Kamu Menyelamatkan Seseorang dari Kesepian, Tapi Saat Kamu Kesepian, Siapa yang Menyelamatkanmu?
Hari ini aku duduk sendirian di kamar, memeluk lututku sambil menatap dinding kosong. Tak ada suara, tak ada notifikasi, tak ada siapa-siapa. Hanya aku dan detak jantung yang terasa lebih keras karena sunyi yang begitu menekan dada. Aku menangis tanpa suara, bukan karena ingin diperhatikan, tapi karena aku bahkan tak tahu kepada siapa aku boleh menangis.
Aku pernah menyelamatkan seseorang dari kesepian.
Dia datang padaku, hancur, pecah, penuh luka yang tak bisa dia jelaskan. Aku tak banyak bertanya, aku hanya mendengarkan. Aku tidak menyuruhnya cepat bangkit, aku tidak memaksanya berhenti menangis. Aku duduk di sebelahnya, menemaninya dalam diam, membiarkan dia merasa diterima dalam bentuk paling hancur sekalipun. Lama kelamaan, dia mulai tertawa lagi. Dia bilang aku adalah rumah. Tempatnya kembali setelah dunia terlalu bising dan hidup terlalu menyesakkan.
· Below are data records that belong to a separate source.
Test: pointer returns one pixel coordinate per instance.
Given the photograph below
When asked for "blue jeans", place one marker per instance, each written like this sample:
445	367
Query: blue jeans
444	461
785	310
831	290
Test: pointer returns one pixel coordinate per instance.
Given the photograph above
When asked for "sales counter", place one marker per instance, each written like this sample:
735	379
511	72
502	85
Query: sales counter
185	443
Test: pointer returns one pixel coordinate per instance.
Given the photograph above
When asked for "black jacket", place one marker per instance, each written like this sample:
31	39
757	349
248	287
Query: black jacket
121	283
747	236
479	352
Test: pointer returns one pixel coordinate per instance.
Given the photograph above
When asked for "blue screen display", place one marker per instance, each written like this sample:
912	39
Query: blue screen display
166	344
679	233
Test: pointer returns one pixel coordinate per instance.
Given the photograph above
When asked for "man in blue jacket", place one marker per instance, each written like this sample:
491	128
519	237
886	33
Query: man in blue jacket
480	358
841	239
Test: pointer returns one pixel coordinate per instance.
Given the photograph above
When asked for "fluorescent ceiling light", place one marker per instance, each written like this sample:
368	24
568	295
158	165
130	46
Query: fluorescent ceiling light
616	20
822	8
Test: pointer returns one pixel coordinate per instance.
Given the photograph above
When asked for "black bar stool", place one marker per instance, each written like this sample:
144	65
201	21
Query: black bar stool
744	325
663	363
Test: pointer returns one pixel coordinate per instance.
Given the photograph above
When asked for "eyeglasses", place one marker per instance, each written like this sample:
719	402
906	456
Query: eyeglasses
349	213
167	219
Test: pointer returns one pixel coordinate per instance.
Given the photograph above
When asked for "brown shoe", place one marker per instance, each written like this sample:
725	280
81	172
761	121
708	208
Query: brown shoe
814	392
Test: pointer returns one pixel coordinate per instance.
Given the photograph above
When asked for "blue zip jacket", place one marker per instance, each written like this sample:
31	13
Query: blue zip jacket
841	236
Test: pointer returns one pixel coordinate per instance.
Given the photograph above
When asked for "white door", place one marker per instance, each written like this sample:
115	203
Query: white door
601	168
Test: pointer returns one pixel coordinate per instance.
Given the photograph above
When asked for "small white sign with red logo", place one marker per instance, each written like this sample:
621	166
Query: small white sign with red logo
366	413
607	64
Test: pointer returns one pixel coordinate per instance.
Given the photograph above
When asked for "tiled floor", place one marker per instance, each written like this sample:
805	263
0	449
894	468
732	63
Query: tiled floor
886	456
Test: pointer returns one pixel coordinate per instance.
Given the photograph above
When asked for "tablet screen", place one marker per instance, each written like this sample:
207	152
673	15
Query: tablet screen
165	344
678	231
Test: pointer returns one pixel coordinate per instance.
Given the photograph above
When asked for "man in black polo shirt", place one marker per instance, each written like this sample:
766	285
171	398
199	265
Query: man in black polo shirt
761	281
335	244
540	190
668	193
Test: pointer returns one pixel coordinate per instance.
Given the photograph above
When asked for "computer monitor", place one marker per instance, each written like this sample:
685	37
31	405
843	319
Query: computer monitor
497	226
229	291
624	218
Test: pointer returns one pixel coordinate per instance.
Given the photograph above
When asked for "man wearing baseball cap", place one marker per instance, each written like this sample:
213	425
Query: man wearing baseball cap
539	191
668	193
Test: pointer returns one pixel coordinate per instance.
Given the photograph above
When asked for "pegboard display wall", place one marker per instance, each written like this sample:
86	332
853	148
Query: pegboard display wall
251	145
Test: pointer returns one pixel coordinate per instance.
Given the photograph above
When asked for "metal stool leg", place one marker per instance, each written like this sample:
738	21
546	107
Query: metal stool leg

Aku bahagia, sungguh. Rasanya seperti aku berguna. Seperti kehadiranku berarti. Aku mencintai proses itu. Mencintai bagaimana seseorang yang tadinya patah, pelan-pelan bisa berdiri lagi karena tahu ada seseorang di sisinya. Tapi hari ini, aku sadar satu hal.
Saat aku yang kesepian, tak ada yang datang duduk di sebelahku.
Aku menghabiskan banyak waktu jadi pelipur lara orang lain, tapi siapa pelipur laraku?. Aku jadi tempat curhat, tapi kemana aku harus curhat saat aku kelelahan jadi kuat?. Aku dibilang penyayang, sabar, menenangkan, tapi siapa yang menenangkan aku?. Siapa yang bilang ke aku, "Gak apa-apa, kamu boleh capek. Aku di sini kok."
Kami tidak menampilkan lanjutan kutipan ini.